I know a lot of people are very excited and I’ve had a tremendous number of fans respond very favorably to the fact that they get another bite at The Walking Dead apple starting in August. There is a genuine appetite for The Walking Dead universe while we are in hiatus. What better way to fill that time than with another Walking Dead show? Expectations are high; we have our work cut out for us because we don’t want to disappoint the fans.

Did you train the walkers in Fear, and will there be as many as in The Walking Dead?

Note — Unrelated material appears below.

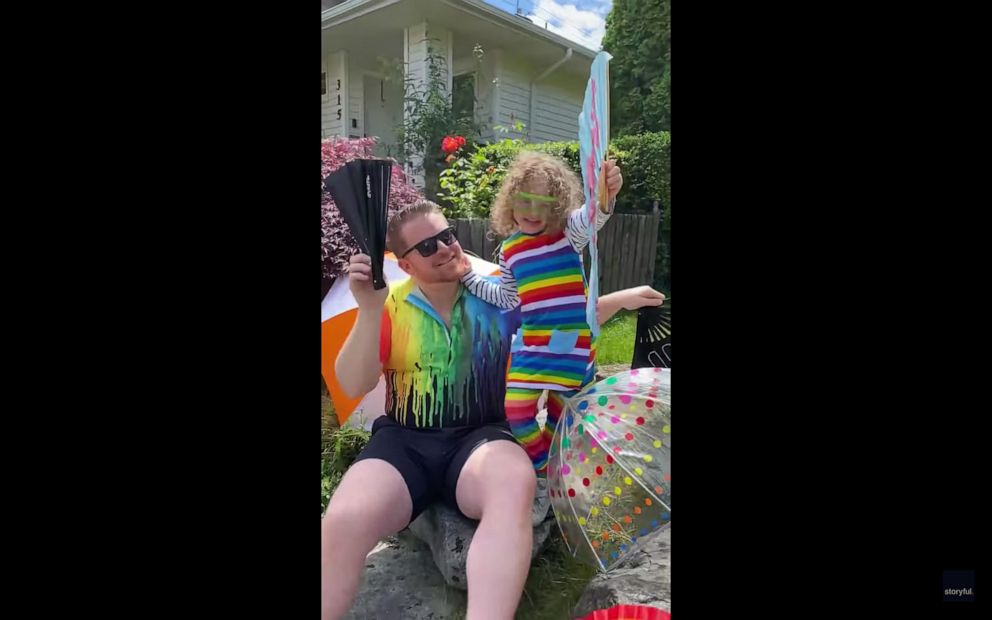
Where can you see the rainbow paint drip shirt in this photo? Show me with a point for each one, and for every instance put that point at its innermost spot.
(440, 378)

Yes, I am still the Dean of Zombie College. We had a mini zombie school in Vancouver, and it was important to have the continuity in terms of how we integrate the walkers into the show so we have Andy Schonberg who’s been on The Walking Dead for five years up there in Vancouver doing the SPFXMU. As far as numbers, you’ll have to wait and see on that one. It’s definitely something that begins and builds momentum. One of the things that is great about the first six episodes is the sense of enormity of the crisis. I’ll give the analogy of when someone comes home from a foreign country and they’ve been exposed to some bacteria and authorities want to quarantine them. You read about it on the news and on the Internet and it doesn’t become real until it’s someone you know, or a friend of a friend. Then it becomes the person that lives across the street, then the person down the hall. So there’s a very specific dramatic build that we have established in Fear that is more realistic to the world of this virus that seems to infect people.